ECRA Member Tina Jahnel:
“Our goal is to develop a framework of core principles and enabling priorities for the use and assessment of digital public health interventions that can be useful across diverse digital health interventions and stakeholder groups.”
With the rise of digital health technologies, there are seemingly endless possibilities for new ways to improve public health, specifically health promotion and prevention and to reduce health inequalities through easier access to healthcare. As a result, a plethora of digital technologies developed to improve individual and population health exist today. While digital health technologies have the potential to improve public health, most often their development is driven by technological advances and business opportunities rather than public health challenges and user needs. As such, the planning and assessment of digital health interventions generally do not include public health aspects.
In order to improve the value and impact of digital tools for public health it is important to understand key elements that need to be considered for the development and evaluation of digital health interventions. Although data-and technology-driven frameworks and models for the development and evaluation of digital health technologies already exist, a framework from a public health perspective is still missing. Specifically, a comprehensive framework is yet to be developed that takes the complexity of how digital tools can influence health on an individual, organizational and societal level, context in which digital health tools are developed and assessed.
Without a public health perspective including a needs-based approach to digital health technologies, we risk proliferating low-value tools that are ineffective, burdensome and reduce both quality and efficiency of digital health interventions for prevention and health promotion. Further, missing to include the public health perspective into the planning and evaluation of digital health technologies may lead to negative effects on health equity.
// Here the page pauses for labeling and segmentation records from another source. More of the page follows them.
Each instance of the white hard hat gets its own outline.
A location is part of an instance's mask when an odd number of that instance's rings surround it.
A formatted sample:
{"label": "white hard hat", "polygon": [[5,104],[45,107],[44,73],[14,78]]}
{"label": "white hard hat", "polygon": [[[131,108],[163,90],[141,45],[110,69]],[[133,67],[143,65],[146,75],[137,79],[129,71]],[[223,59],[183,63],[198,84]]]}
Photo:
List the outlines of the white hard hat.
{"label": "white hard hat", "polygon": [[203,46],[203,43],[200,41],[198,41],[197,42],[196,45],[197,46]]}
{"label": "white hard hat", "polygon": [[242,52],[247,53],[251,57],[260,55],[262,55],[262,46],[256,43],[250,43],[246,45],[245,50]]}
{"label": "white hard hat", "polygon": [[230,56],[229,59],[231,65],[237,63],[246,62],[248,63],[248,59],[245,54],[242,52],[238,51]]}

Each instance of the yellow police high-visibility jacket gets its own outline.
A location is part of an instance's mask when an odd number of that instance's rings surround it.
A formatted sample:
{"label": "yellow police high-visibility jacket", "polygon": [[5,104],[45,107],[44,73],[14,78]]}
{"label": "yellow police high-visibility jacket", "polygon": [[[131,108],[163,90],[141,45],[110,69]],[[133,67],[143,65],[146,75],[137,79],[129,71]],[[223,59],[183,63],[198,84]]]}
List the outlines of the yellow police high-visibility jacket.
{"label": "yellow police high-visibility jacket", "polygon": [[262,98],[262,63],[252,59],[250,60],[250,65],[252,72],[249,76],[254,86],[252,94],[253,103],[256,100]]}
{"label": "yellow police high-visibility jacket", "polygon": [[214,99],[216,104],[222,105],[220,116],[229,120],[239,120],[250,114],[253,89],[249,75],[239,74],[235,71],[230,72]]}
Thus, a systematic consideration of multiple levels on which digital health interventions operate (e.g., individual, organizational, societal) and the context in which they are embedded in (e.g., geographical, epidemiological, socio-cultural, socio-economic, ethical, legal, technological and political) is needed. Additionally, viewing digital health interventions through a health equity lens we acknowledge their potential for both positive and negative effects on health inequalities.
Drawing on the insights of previous frameworks for the development and evaluation of digital health technologies, our goal is to develop a framework of core principles and enabling priorities for the use and assessment of digital public health interventions that can be useful across diverse digital health interventions and stakeholder groups. Further, we will develop a classification scheme for digital public health tools based on essential public health functions. We acknowledge the ever-evolving digital world and opportunities for new digital health interventions by continually revising the framework as the digital future emerges.